# Gretel Relational
Synthetics and Transforms for relational data.

## Quickstart

In [None]:
# End-to-end synthetics example

from gretel_trainer.relational import MultiTable, sqlite_conn


!curl -o "ecom_xf.db" "https://gretel-blueprints-pub.s3.us-west-2.amazonaws.com/rdb/ecom_xf.db"
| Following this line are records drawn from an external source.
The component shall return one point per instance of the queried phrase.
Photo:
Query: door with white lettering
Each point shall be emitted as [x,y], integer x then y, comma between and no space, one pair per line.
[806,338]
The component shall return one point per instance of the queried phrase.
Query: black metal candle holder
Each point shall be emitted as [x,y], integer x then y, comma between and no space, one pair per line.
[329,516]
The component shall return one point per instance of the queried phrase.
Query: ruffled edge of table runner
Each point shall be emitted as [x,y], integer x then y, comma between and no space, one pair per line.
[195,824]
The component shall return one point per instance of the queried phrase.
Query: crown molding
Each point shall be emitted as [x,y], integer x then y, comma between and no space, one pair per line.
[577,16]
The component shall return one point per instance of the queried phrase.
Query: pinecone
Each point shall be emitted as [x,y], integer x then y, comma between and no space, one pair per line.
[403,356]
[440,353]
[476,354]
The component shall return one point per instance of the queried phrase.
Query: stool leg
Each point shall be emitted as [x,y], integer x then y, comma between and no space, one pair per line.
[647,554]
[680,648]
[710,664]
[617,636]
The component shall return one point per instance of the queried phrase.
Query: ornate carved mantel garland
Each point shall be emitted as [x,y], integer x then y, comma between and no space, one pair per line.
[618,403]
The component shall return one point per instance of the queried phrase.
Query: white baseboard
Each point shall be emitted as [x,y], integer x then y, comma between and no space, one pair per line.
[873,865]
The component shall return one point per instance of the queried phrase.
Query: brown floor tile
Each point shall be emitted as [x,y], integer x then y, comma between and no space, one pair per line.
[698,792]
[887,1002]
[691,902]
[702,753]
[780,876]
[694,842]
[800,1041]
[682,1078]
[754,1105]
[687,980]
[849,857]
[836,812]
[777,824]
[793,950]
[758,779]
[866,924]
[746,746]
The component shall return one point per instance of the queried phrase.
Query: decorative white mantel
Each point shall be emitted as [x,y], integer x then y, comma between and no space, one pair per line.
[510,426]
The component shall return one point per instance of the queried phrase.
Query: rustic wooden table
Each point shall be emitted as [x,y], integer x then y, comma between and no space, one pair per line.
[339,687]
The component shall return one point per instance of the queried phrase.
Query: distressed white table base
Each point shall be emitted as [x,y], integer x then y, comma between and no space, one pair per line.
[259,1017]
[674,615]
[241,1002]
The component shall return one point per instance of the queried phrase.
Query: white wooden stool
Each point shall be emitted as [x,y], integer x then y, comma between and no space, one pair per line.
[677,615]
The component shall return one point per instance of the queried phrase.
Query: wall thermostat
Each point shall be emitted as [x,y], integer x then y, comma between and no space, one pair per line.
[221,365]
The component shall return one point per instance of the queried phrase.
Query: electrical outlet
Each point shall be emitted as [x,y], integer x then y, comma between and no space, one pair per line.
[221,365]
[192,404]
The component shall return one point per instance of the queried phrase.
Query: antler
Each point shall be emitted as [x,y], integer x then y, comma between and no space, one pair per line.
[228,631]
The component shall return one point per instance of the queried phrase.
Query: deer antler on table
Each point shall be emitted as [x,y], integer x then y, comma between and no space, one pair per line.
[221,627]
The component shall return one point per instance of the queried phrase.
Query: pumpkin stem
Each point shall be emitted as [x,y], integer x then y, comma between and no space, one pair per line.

connector = sqlite_conn("ecom_xf.db")
relational_data = connector.extract()

mt = MultiTable(relational_data)
mt.train()
mt.generate()

connector.save(mt.synthetic_output_tables, prefix="synthetic_")

## Detailed walkthrough

### Set up source relational data

In [None]:
# Display the schema of our demo database

from IPython.display import Image

Image("https://gretel-blueprints-pub.s3.us-west-2.amazonaws.com/rdb/ecommerce_db.png", width=600, height=600)

In [None]:
# Download the demo database

!curl -o "ecom_xf.db" "https://gretel-blueprints-pub.s3.us-west-2.amazonaws.com/rdb/ecom_xf.db"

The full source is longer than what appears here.